Nothing seemed to go right for the youthful 47-year-old in January. The Turkish lira collapsed by 20 per cent, the stock market crashed to half its peak, inflation rose and interest rates soared - all only days after she had vowed that the opposite would happen.
If this were not galling enough for someone who has made much of her status as a professor of economics, even the fates seemed to be against her when Turkey's long-awaited first satellite was destroyed soon after take-off on board a mal- functioning Ariane rocket.
More disturbing, perhaps, has been Mrs Ciller's reaction to adversity - blaming everyone, it seems, except herself - her headstrong style and her fiscal policies. On Monday she shut herself up into her palatial yali by the Bosphorus as her central bank governor resigned in a slanging match about who was responsible for the mess.

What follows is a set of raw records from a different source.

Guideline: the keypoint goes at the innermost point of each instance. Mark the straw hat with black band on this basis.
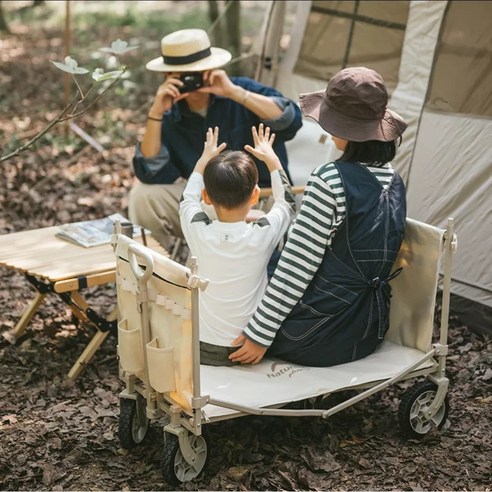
(354, 107)
(188, 50)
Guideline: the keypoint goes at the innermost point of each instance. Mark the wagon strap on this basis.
(378, 283)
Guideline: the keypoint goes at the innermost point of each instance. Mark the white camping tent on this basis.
(436, 58)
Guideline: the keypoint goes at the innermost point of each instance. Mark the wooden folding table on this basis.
(53, 265)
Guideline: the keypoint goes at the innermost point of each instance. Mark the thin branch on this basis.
(78, 86)
(50, 125)
(73, 115)
(62, 117)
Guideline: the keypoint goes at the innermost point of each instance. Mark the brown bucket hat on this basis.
(353, 107)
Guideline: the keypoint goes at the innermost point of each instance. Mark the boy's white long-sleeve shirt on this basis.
(233, 257)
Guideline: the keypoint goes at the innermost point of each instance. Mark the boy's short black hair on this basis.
(230, 178)
(373, 152)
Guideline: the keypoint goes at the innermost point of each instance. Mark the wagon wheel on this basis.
(174, 467)
(413, 406)
(133, 423)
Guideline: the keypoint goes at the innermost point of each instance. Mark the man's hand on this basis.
(218, 82)
(249, 353)
(210, 149)
(167, 94)
(263, 150)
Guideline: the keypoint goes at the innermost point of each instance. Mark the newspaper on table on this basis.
(95, 232)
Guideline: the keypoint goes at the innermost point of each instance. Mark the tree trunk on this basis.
(216, 25)
(233, 27)
(3, 23)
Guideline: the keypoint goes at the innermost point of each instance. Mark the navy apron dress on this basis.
(344, 313)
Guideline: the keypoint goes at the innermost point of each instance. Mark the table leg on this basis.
(27, 315)
(87, 354)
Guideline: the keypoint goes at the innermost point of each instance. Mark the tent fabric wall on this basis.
(451, 176)
(417, 55)
(445, 158)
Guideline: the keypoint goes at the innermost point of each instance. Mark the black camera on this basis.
(191, 81)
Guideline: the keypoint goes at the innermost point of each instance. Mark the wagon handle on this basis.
(134, 251)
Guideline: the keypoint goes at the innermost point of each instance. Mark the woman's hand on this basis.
(210, 149)
(248, 353)
(263, 149)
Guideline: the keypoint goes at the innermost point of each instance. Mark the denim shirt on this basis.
(183, 134)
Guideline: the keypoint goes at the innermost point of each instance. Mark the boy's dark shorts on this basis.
(216, 355)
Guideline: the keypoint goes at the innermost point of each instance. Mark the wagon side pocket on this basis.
(161, 367)
(130, 348)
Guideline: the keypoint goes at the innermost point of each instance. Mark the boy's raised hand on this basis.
(263, 150)
(210, 149)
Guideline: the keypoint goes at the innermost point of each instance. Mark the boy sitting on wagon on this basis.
(231, 252)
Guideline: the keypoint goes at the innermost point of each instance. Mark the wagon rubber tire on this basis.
(414, 402)
(133, 422)
(175, 469)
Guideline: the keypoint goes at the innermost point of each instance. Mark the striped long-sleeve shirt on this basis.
(321, 214)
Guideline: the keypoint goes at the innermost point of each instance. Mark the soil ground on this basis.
(56, 434)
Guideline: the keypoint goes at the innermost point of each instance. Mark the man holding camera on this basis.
(196, 95)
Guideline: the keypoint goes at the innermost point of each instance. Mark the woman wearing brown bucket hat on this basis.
(197, 94)
(328, 300)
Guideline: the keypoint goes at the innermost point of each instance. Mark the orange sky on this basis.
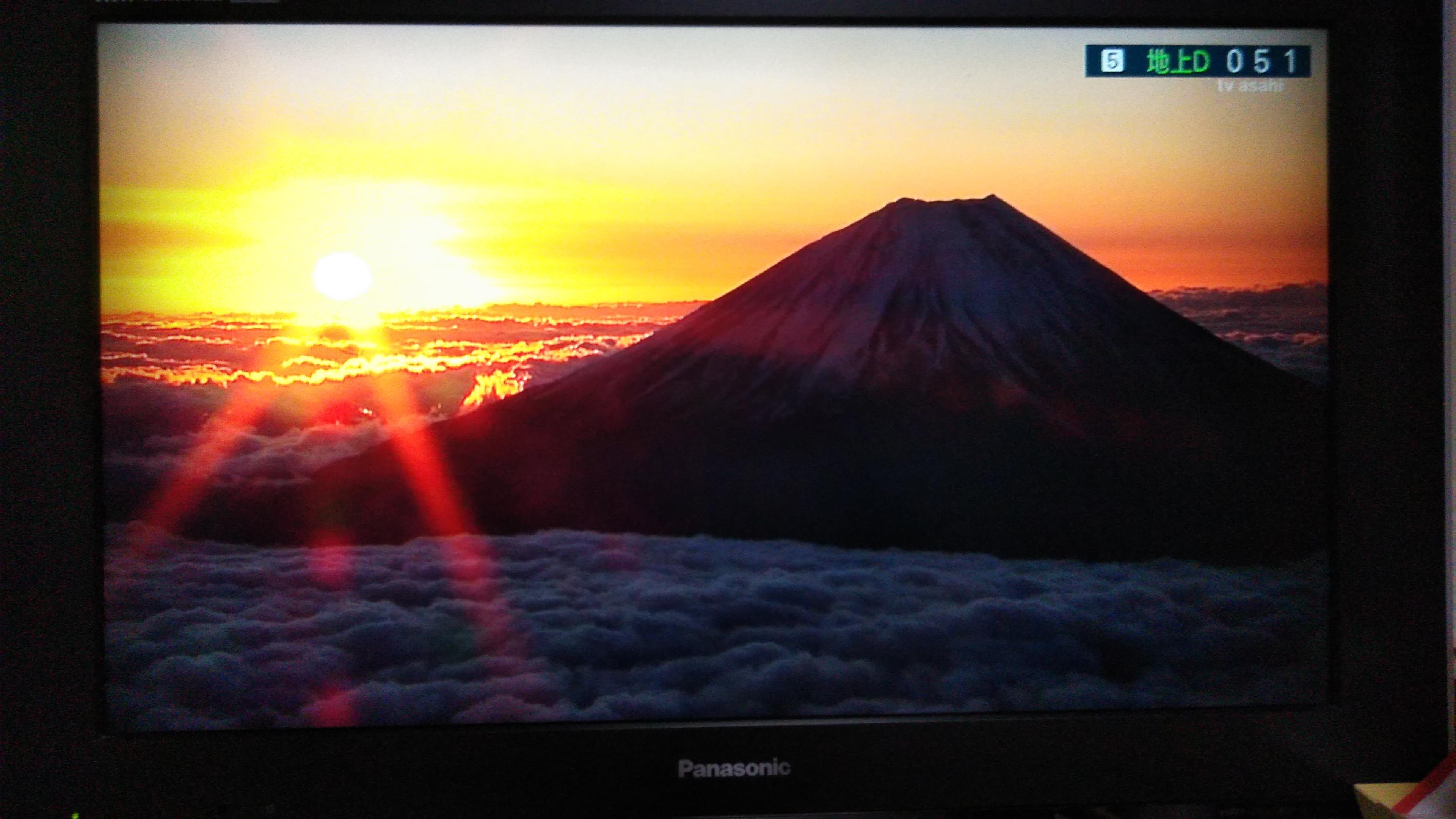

Pressure is piling on to Turkey's first female prime minister. Her ruling True Path Party is in such disarray that it has virtually disappeared from the mainly Kurdish south-east of Turkey. In Istanbul, one group of angry constituents even hijacked and ate her lunch on its way to a back office where she was discussing candidates for the municipal elections in March.

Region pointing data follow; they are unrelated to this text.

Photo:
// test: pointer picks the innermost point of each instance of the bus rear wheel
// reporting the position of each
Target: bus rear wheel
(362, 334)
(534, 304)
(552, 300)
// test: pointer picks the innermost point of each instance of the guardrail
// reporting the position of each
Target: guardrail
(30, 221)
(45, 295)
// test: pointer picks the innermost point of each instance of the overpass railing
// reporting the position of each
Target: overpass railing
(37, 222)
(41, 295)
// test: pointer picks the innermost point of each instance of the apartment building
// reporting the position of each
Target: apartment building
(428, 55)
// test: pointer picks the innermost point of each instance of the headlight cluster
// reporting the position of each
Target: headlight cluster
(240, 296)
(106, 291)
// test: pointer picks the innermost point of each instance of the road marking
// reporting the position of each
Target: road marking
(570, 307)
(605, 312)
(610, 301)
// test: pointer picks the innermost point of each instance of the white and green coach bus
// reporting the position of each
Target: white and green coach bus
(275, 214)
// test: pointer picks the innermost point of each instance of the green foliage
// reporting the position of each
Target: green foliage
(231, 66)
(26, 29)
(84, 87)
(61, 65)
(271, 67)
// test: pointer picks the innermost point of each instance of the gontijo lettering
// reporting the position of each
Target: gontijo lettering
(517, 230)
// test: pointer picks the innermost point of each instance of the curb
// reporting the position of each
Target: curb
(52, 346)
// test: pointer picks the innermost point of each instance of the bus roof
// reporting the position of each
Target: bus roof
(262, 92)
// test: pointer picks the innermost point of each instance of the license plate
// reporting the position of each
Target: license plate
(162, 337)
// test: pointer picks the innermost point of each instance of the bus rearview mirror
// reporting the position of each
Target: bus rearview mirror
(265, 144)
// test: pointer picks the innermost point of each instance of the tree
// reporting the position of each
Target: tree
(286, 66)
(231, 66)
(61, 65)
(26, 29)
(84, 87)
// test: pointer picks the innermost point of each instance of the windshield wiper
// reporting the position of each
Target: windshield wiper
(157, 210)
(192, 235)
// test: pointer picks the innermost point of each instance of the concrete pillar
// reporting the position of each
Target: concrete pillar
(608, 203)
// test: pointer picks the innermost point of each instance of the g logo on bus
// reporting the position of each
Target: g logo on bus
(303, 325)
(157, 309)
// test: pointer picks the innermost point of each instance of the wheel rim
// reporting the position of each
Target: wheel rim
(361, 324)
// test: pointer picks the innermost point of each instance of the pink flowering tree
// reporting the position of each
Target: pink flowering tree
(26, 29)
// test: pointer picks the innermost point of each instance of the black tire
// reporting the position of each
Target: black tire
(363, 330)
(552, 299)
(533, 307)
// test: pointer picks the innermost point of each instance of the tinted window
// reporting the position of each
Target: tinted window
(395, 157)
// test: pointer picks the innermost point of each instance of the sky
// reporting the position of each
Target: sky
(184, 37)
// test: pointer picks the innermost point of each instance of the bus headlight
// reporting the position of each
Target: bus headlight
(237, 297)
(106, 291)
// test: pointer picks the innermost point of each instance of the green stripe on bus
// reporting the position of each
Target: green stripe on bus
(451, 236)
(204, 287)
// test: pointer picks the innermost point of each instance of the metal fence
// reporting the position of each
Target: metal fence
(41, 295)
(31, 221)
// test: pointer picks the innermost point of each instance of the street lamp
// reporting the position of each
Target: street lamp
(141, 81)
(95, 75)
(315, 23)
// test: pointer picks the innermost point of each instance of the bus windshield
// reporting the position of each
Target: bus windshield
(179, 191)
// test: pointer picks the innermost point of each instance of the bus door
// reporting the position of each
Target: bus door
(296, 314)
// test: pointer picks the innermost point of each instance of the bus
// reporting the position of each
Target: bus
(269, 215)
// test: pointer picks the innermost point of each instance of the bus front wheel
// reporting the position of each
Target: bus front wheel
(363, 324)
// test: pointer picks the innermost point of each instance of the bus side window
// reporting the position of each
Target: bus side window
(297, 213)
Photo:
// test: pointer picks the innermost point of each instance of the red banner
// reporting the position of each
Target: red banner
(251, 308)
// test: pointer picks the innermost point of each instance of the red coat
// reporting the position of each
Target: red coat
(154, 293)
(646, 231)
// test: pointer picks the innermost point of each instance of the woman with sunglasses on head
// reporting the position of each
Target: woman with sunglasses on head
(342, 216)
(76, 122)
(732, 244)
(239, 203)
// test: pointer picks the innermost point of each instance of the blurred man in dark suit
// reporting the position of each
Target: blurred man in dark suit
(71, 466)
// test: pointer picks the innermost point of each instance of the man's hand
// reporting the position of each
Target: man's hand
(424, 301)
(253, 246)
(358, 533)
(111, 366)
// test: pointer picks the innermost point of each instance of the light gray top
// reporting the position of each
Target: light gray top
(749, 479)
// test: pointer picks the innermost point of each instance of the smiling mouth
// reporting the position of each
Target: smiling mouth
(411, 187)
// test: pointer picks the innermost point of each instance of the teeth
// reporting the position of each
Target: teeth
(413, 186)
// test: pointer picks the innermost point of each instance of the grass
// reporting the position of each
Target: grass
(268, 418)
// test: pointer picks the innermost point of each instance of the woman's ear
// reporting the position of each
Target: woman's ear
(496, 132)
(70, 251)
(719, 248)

The elections will be seen as an important signpost to Mrs Ciller's and Turkey's future in the political vacuum that was opened up after the death of President Turgut Ozal last April. In most cities, opinion polls show the True Path in second or third place behind the two other right-wing parties, Mr Ozal's old Motherland Party and the pro-Islamist Welfare Party. Tensions are growing with her predecessor as leader of the True Path Party, President Suleyman Demirel. One man she beat to replace Mr Demirel in June, Koksal Toptan, is making it clear he thinks that he is the best alternative.
'It is now clear that Mrs Ciller cannot govern Turkey,' said Mesut Yilmaz, the chief opposition leader and a powerful force now that most Turks have forgotten that he achieved little more during his recent period as premier.
It is too soon to talk of alternatives, however. Mrs Ciller is still feisty and believes she is far from finished, despite a note of desperation in increasingly frequent news conferences called to summon up the genie of media support that helped her so much before.
Foreign policy may prove a timely distraction and she has firm friends in the powerful Turkish armed forces. Newspapers have speculated that an air force blitz against a rebel base in northern Iraq was timed to take minds off the biggest devaluation of their currency since 1980 - something Mrs Ciller vigorously denies.
Then there is Mrs Ciller's visit to Bosnia with her Pakistani counterpart, Benazir Bhutto. Turkish media say that the United Nations has begged them not to go because it would provoke new bloodbaths. But Mrs Ciller knows her trip will be highly popular in a country where many of the elite have Ottoman-era links with the Balkans and all feel that the West has short-changed the Bosnian Muslims.
And although Mrs Ciller's misguided policies hastened this month's fiscal crisis, the crash was part of a long process. It is symptomatic of Turkey's ills that, instead of debating the underlying problems of growing trade and budget deficits, almost all the media have been consumed with the question of which banks bought how many central bank dollars at what price before the devaluation.
'The government decision-making system is completely locked up. I didn't see any point in staying on. A strong political will is needed,' said the former governor of the central bank when he announced his resignation. It is a warning that all Turkey would do well to take seriously, not just Mrs Ciller.